We tend to think of Halloween as a harmless kids’ holiday, a time when youngsters can get dressed up and go door to door in search of candy. The truth is, however, that it has a history that goes back much further and is tied into the changing of the seasons and the end of summer.
The ancient Druids would light bonfires at four significant periods during the year to mark significant events. One of the most important of these festivals, Samhain, was a farewell to the dying sun, a recognition that winter was just around the corner, and a plea that it would return again the next year.
Although the tradition of bonfires endured, particularly in Britain, where it celebrated
the demise of the well-known traitor Guy Fawkes, the practice of people going from house to house sprung up, with mummers offering to put up a prayer for the deceased in exchange for a sweet treat called a soul cake.
There is, of course, a darker side to this practice. Some scholars have posited the theory that the cakes were a kind of lottery — if you picked out the burnt cake, you were pegged as a sacrifice to ensure the next year’s harvest. Alternately, it is thought they were scattered around, offered as an appeasement to wandering spirits.

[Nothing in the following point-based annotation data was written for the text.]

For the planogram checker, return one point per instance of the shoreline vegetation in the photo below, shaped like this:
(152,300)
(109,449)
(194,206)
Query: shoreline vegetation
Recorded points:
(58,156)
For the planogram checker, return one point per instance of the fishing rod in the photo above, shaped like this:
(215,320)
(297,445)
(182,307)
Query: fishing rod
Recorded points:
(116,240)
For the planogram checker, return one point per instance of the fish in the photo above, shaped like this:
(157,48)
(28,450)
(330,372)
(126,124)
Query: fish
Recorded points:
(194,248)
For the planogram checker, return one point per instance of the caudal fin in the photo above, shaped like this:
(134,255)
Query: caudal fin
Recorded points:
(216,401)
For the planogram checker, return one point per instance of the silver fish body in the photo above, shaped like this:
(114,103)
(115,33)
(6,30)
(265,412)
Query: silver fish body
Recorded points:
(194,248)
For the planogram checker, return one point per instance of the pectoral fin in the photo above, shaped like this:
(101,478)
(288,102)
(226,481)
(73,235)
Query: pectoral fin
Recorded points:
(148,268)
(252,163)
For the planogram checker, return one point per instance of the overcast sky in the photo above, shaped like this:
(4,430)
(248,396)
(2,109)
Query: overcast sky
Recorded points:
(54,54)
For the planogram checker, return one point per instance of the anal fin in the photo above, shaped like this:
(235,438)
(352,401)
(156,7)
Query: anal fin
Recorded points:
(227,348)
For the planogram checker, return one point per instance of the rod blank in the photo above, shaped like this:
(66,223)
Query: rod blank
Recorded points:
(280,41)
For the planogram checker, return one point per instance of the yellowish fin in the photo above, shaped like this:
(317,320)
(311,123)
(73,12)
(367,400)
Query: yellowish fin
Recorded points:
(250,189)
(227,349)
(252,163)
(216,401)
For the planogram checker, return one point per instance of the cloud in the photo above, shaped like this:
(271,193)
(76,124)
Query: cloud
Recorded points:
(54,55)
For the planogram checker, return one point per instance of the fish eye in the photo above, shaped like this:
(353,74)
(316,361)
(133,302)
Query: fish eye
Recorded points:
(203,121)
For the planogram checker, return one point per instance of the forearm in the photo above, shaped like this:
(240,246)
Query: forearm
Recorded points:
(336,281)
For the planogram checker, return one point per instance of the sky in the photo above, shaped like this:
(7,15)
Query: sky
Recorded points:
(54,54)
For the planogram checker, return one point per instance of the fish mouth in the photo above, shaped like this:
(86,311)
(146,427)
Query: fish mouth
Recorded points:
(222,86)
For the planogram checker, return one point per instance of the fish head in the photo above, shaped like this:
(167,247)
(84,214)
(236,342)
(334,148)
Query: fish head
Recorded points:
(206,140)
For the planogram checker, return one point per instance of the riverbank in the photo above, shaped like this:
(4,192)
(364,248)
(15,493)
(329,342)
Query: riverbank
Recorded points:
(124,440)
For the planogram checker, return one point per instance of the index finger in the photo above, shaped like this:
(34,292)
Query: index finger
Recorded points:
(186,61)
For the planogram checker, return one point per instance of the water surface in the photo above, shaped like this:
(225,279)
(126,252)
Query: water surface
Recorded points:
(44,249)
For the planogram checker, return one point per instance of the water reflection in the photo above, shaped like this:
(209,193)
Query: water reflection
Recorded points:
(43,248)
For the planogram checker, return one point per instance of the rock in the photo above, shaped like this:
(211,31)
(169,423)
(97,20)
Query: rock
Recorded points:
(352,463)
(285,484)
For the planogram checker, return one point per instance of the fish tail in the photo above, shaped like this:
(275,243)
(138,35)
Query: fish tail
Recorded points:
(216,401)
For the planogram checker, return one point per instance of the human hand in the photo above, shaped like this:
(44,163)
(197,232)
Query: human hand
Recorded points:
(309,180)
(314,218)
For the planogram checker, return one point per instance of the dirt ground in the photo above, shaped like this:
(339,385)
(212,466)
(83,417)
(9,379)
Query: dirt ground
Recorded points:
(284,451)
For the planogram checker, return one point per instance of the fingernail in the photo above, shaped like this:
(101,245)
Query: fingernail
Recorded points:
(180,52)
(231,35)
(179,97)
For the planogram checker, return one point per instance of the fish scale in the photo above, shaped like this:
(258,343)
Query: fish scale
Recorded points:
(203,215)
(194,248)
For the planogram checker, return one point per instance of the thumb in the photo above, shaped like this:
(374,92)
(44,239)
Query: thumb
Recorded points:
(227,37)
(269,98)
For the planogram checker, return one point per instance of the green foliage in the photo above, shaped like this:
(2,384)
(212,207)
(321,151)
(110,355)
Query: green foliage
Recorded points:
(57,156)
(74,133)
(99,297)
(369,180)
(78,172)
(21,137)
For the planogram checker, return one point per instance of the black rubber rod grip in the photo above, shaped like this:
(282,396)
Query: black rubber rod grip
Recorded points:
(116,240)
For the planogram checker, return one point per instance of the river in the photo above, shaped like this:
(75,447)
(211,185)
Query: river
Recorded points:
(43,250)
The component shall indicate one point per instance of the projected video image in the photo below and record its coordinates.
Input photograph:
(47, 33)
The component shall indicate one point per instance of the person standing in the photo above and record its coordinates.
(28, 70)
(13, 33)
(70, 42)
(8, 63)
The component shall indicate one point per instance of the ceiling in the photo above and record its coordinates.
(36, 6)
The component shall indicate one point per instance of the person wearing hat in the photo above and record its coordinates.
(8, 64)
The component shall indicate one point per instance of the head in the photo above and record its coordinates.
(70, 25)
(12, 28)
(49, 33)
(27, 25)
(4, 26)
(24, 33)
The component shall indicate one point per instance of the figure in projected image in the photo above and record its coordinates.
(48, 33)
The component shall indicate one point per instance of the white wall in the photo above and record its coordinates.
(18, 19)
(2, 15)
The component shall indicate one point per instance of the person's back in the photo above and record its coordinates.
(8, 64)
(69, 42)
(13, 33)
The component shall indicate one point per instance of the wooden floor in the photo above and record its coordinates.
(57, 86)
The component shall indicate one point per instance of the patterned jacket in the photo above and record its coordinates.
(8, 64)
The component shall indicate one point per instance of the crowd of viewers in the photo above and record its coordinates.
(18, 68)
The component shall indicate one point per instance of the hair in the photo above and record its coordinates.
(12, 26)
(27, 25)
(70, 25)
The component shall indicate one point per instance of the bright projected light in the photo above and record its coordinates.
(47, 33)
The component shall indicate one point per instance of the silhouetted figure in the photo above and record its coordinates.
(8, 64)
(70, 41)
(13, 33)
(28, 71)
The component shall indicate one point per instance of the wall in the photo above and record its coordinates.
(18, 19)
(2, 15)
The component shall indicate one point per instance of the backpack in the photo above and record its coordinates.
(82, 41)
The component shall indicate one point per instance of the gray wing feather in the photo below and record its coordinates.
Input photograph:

As the Christian religion began to take hold in western Europe in the 8th century A.D., the observance was co-opted by the church. Samhain became All-Hallows Eve, a precursor to All Saints’ Day. It was believed that, around this time, the spirits of the dead would return, and walk among the living.

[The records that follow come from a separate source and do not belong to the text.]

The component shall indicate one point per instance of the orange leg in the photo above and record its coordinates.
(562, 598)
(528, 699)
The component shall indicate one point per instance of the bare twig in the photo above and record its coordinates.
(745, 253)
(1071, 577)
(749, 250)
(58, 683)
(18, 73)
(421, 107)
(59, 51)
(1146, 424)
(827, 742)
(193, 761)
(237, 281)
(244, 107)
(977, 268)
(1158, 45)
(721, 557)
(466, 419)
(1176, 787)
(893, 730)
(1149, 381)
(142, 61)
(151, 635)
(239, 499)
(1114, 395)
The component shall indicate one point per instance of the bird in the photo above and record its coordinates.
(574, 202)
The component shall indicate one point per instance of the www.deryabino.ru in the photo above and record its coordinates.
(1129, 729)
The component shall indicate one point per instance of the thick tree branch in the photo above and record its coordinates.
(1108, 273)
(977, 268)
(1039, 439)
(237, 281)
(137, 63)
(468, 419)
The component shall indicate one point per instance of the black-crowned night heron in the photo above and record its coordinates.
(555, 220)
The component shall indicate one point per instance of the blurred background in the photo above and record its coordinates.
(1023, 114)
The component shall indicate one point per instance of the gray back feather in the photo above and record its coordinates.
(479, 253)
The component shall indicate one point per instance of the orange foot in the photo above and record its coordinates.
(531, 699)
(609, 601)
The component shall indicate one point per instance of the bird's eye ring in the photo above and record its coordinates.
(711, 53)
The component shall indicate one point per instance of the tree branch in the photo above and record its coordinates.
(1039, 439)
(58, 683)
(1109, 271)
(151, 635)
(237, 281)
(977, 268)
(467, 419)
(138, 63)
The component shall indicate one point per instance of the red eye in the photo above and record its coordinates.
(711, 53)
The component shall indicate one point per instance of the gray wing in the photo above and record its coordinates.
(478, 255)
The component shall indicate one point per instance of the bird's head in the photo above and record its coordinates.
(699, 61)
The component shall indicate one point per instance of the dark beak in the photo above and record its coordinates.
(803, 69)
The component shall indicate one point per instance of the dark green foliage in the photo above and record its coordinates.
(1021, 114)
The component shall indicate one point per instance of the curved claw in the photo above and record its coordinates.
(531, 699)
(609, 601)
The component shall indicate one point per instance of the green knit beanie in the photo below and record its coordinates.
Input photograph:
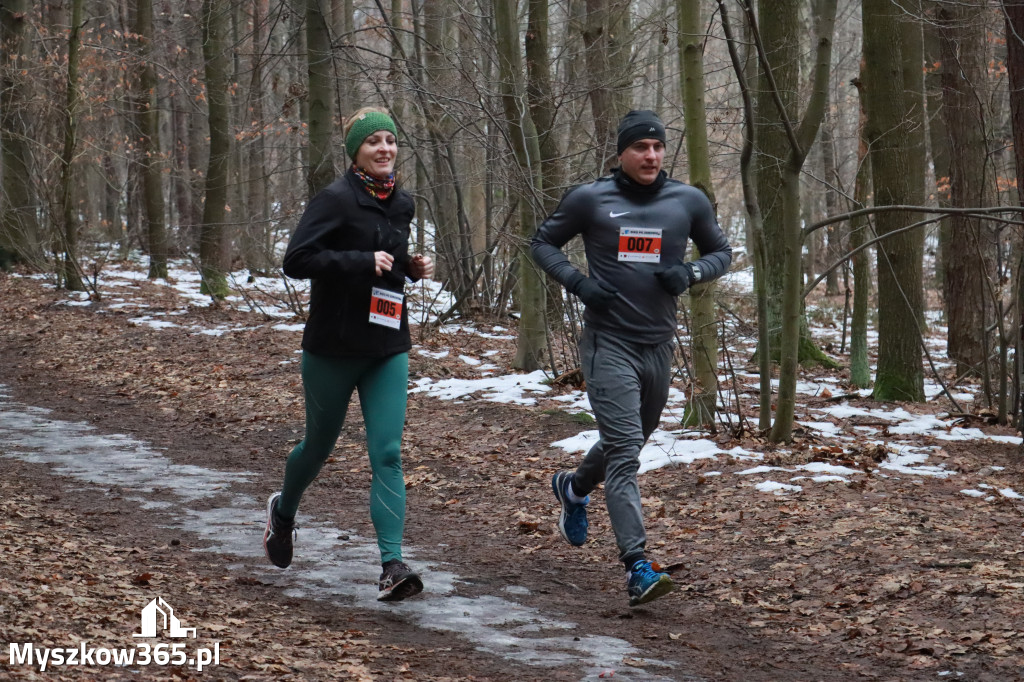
(366, 126)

In Scotland, for instance, the festival became known as Shandy Dann, where, it is recorded, the celebrations were joined by Queen Victoria when she visited her home in Balmoral. There were rituals and games, often involving apples, nuts and fire, and accompanied by drafts of mulled ale or punch with roasted apples bobbing around in it.

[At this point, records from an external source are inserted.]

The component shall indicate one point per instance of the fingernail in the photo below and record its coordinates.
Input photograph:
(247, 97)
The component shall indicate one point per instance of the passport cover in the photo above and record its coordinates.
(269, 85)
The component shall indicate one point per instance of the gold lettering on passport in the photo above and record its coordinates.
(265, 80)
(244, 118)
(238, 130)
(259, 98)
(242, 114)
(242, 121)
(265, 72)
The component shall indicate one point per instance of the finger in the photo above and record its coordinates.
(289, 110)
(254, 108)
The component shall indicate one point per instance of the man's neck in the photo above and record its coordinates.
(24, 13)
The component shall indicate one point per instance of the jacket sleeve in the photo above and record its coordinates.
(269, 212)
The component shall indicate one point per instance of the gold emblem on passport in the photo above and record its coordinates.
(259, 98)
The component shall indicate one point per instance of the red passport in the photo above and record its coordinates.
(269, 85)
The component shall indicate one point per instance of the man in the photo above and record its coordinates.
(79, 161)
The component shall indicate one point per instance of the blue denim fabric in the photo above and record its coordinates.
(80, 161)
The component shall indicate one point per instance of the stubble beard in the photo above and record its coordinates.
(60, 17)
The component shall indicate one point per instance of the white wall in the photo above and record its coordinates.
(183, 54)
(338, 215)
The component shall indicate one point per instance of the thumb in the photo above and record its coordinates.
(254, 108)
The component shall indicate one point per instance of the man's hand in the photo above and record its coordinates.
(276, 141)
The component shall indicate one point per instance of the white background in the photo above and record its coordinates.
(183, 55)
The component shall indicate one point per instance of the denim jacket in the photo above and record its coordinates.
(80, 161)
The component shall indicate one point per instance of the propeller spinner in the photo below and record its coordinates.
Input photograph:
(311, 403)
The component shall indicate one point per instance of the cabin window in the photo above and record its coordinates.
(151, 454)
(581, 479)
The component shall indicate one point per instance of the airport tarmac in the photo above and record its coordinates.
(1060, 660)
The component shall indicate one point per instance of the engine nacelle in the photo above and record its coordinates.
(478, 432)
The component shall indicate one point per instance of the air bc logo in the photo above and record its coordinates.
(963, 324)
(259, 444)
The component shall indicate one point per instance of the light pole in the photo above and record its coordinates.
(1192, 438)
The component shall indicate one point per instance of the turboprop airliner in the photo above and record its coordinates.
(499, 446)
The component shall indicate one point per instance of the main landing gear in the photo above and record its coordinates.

Soul cakes are an odd comestible, something between a cookie and a scone, redolent with cinnamon and nutmeg. They’re also a little less sweet than traditional cookies and go well with a glass of hot apple cider.
Recipe adapted from NPR.com
2 cups all-purpose flour
1/2 tsp. nutmeg, ground fresh if possible
1/2 tsp. cinnamon, ground fresh if possible
1/2 tsp. salt
Generous pinch of saffron
1/2 cup milk
1 stick (8 tablespoons) unsalted butter, softened
1/2 cup sugar
2 egg yolks
1/2 cup currants
For the glaze: 1 egg yolk, beaten
Preheat oven to 400 degrees. Combine flour, nutmeg, cinnamon and salt in small bowl. Mix well with fork. Crumble saffron threads into small saucepan and heat over low heat just until they become aromatic, taking care not to burn them. Add milk and heat just until hot to touch. The milk will have turned bright yellow. Remove from heat. Cream butter and sugar together in medium bowl with wooden spoon (or use an electric mixer with paddle attachment). Add egg yolks and blend in thoroughly with back of spoon. Add spiced flour and combine as thoroughly as possible; mixture will be dry and crumbly. One tablespoon at a time, begin adding warm saffron milk, blending vigorously with spoon. When you have soft dough, stop adding milk; you probably won’t need entire half-cup. Turn dough out onto floured counter and knead gently with floured hands until dough is uniform. Roll out gently to thickness of ½-inch. Using floured 2-inch round cookie or biscuit cutter cut out rounds and set on ungreased baking sheet; gather and re-roll scraps gently to cut more. Decorate soul cakes with currants and then brush liberally with beaten egg yolk. Bake for 15 minutes, until golden brown. Makes about 15 cakes.